Rita und Nicholas schlenderten am Schaumainkai entlang und diskutierten dabei den Film, den sie sich gerade angesehen hatten. Unbewusst lenkten sie ihre Schritte nach Sachsenhausen hinein, um irgendwo noch ein Glas zu trinken und damit einen harmonischen Abend ausklingen zu lassen. Die beiden verstanden sich gut, sie lachten über die gleichen Dinge, empörten sich über die gleichen Ungerechtigkeiten und genossen jetzt und hier die Nacht.

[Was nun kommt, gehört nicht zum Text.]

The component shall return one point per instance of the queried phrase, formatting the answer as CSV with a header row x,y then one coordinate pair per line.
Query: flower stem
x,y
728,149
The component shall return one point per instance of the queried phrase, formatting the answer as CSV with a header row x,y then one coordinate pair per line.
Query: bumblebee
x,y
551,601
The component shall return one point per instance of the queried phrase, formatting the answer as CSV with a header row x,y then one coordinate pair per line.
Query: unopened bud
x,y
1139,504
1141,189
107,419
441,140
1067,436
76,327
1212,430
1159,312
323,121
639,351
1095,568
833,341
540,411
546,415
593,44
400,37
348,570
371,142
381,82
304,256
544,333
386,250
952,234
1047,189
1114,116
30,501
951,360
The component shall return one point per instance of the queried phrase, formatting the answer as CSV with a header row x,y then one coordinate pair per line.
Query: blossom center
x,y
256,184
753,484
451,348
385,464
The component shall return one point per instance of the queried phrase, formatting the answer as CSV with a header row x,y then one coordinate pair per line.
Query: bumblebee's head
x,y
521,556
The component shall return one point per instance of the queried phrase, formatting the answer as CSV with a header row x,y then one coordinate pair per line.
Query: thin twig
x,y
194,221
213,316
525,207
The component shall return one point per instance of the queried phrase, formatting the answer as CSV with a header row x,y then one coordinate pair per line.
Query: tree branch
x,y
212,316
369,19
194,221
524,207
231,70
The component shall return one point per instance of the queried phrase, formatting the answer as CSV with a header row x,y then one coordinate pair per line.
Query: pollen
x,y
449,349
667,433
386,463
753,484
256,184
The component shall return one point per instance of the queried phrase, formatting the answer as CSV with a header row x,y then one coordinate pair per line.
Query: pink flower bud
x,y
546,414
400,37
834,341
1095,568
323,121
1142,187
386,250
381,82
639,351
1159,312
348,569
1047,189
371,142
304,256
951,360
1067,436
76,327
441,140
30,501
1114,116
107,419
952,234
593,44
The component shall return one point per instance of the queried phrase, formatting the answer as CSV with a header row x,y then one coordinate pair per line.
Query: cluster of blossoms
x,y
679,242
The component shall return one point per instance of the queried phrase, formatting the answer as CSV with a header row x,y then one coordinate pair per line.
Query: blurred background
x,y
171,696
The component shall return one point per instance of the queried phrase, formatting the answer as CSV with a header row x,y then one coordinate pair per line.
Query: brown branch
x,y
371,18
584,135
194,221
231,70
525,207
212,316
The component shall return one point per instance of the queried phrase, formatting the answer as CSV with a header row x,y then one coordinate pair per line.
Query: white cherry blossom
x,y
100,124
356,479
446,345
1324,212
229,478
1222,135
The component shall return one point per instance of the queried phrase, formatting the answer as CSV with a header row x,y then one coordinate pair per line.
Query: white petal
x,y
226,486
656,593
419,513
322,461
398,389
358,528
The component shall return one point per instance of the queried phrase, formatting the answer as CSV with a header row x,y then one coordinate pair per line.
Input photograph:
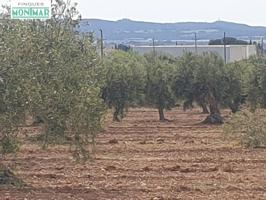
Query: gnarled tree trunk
x,y
161,114
215,114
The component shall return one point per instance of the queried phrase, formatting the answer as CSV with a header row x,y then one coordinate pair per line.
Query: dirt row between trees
x,y
142,158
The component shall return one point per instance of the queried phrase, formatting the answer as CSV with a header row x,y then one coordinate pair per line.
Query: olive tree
x,y
185,86
124,81
160,81
257,83
51,72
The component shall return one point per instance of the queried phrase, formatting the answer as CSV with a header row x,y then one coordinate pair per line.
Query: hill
x,y
126,30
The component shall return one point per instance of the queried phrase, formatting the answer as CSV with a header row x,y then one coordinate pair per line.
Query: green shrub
x,y
248,128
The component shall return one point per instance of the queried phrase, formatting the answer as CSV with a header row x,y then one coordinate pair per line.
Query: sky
x,y
240,11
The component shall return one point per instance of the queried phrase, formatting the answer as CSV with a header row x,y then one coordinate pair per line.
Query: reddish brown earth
x,y
175,160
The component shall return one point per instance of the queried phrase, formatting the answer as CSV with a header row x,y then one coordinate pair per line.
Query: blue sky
x,y
242,11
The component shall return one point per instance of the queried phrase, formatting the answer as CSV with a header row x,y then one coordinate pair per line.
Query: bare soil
x,y
141,158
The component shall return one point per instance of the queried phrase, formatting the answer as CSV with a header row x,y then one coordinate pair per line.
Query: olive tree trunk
x,y
215,114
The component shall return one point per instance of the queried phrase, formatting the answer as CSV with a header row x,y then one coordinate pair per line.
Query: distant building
x,y
233,52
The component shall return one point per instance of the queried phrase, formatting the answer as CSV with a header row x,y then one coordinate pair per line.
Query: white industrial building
x,y
233,52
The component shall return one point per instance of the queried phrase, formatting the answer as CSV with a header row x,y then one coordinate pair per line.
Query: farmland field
x,y
142,158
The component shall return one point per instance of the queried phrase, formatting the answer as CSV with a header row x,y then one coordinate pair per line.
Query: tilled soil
x,y
141,158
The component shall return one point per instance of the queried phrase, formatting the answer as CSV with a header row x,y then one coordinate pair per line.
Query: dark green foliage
x,y
206,80
160,82
49,72
247,128
125,79
257,83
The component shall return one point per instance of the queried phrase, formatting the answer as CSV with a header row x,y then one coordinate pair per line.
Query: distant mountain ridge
x,y
128,31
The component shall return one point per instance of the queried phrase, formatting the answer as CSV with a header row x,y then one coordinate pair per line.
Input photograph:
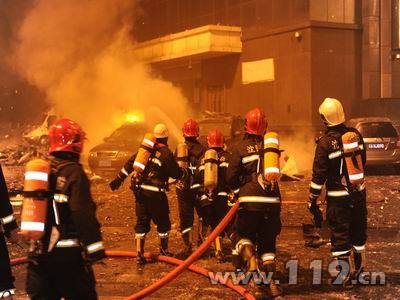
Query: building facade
x,y
285,56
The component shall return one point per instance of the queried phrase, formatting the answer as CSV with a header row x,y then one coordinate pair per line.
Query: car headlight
x,y
123,154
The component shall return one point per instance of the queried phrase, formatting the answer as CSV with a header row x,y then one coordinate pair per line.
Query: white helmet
x,y
331,111
160,131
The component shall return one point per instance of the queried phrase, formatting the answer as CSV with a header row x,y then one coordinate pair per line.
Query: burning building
x,y
285,56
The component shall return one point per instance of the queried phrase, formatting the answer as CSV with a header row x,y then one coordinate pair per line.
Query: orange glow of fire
x,y
134,117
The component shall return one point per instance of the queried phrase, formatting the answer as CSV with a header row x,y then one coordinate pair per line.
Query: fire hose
x,y
191,259
182,265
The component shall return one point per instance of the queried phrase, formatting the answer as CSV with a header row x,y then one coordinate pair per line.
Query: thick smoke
x,y
80,54
301,145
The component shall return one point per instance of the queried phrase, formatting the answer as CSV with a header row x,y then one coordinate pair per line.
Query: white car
x,y
40,134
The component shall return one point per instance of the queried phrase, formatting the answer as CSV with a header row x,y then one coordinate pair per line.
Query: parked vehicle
x,y
231,126
39,135
107,158
381,140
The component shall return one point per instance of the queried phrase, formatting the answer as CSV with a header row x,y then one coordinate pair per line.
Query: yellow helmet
x,y
160,131
331,111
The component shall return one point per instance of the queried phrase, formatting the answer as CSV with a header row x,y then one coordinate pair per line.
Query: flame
x,y
134,117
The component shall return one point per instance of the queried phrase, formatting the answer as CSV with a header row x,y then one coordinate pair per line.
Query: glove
x,y
316,211
116,183
231,199
185,174
13,236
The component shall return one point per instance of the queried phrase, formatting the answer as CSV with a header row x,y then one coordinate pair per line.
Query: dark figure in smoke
x,y
8,228
60,262
150,189
346,194
258,221
215,203
187,189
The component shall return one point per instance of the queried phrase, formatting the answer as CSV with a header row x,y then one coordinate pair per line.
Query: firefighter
x,y
60,262
187,190
8,228
346,201
149,188
258,222
214,202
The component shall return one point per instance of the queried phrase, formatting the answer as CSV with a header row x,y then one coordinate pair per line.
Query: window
x,y
396,24
337,11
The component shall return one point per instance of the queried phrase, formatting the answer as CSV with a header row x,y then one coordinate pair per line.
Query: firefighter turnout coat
x,y
60,264
7,223
346,211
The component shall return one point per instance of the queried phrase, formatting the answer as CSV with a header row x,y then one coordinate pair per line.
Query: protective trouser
x,y
347,218
151,206
53,278
260,227
187,201
6,278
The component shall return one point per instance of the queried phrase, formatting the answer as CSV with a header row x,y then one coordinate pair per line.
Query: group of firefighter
x,y
59,215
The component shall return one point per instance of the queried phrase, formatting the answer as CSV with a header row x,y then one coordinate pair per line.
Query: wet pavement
x,y
118,278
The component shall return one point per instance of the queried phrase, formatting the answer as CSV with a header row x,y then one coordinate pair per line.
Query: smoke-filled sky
x,y
79,52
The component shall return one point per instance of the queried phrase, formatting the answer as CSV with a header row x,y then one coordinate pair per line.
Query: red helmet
x,y
66,136
215,138
190,128
256,122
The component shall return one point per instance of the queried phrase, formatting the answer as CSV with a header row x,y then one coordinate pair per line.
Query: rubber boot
x,y
164,247
203,232
218,249
344,279
187,238
8,294
248,255
140,259
269,289
237,261
359,264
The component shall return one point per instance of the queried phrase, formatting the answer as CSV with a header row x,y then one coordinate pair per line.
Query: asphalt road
x,y
118,278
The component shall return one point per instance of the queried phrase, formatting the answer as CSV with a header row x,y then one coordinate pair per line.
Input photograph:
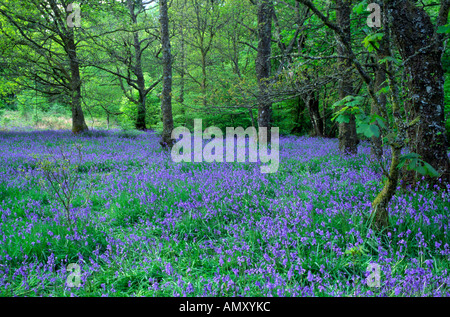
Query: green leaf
x,y
362,128
444,29
343,118
410,156
361,7
388,58
374,130
381,123
430,170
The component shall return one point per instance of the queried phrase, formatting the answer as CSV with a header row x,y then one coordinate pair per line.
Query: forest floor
x,y
142,225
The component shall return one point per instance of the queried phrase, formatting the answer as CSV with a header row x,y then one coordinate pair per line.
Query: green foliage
x,y
372,41
417,164
444,29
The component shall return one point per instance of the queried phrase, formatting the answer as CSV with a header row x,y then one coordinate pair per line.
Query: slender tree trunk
x,y
348,140
182,61
263,64
78,121
380,83
421,50
312,101
166,95
141,108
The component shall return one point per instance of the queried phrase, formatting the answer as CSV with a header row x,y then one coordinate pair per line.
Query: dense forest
x,y
372,75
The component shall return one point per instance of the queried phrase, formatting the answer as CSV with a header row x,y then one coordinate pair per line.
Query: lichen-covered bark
x,y
380,214
378,108
421,51
348,139
263,64
166,95
312,101
78,121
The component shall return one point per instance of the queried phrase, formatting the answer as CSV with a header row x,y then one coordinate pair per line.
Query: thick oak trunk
x,y
166,95
263,64
78,121
421,54
348,140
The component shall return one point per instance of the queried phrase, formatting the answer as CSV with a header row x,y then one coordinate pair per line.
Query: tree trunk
x,y
78,121
380,83
380,216
348,140
166,95
422,57
312,101
140,81
263,64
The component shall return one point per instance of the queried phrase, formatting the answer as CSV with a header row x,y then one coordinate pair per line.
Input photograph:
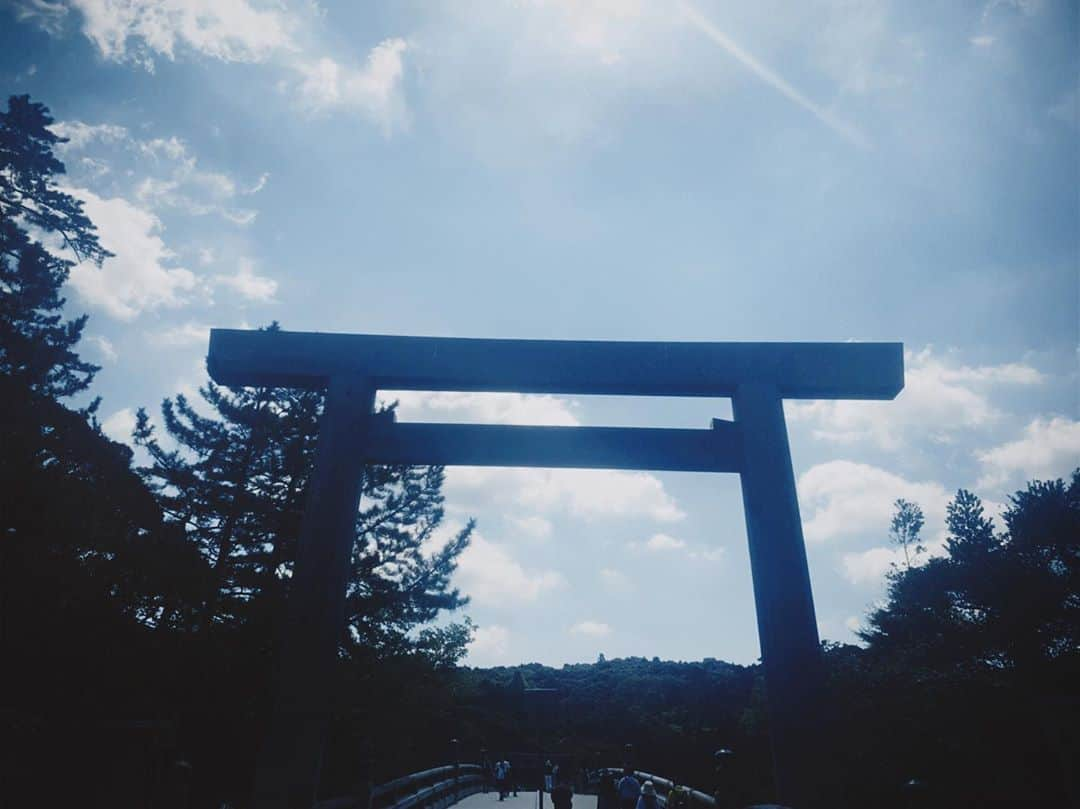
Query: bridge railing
x,y
434,789
696,798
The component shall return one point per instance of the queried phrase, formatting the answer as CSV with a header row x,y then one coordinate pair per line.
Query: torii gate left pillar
x,y
352,367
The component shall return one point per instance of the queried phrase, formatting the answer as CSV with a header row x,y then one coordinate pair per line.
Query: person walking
x,y
511,778
500,779
648,797
606,795
629,789
562,795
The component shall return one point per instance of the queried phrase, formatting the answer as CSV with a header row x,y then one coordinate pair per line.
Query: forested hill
x,y
674,713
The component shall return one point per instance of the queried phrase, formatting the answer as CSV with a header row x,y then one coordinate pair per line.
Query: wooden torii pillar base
x,y
352,367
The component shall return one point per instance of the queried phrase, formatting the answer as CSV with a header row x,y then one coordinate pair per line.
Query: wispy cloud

„Ich hätte nicht gedacht, dass unsere Polizei so gebildet ist“, sagte Rita neckend.
„Oh, das kommt nur daher, dass wir neulich einen Kunstraub hatten. Das schärft die Aufmerksamkeit, und dann ist wohl was hängengeblieben“, erklärte Nicholas mit gespielter Ernsthaftigkeit. „Aber mal im Ernst, es ist nicht so, dass Polizisten dumm sind, nur weil sie sich den Vorschriften unterordnen, die wenig Spielraum für eigene Entscheidungen lassen. Aber wir geben unsere Persönlichkeit nicht ab, und wir haben die gleichen verschiedenen Interessen und Hobbys wie alle anderen Leute auch.“
„So war das auch nicht gemeint“, schwächte Rita ab. „Es scheint nur so zu sein, dass Polizisten irgendwie anders sind als normale Menschen. Es ist, als ob wir Bürger euch als – nun, als außerhalb der Gemeinschaft stehend betrachten.“
Nicholas lachte. „Das haben Sie sehr schön ausgedrückt. Und es ist schon so, wir fühlen uns manchmal wie außerhalb stehend. Zumindest werden wir häufig so behandelt. Aber ganz ehrlich, so sind wir nicht.“
Die beiden hatten das geschäftige Vergnügungsviertel erreicht. Gruppen von Menschen liefen umher, lachend, angetrunken, fröhlich. Ein paar Damen vom eindeutigen Gewerbe suchten Begleitung, und aus verschiedenen Kneipen schallte laute Musik heraus, aromatische Düfte aus guten Restaurants mischten sich mit dem scharfen Geruch von Öl und Knoblauch aus diversen Imbissbuden.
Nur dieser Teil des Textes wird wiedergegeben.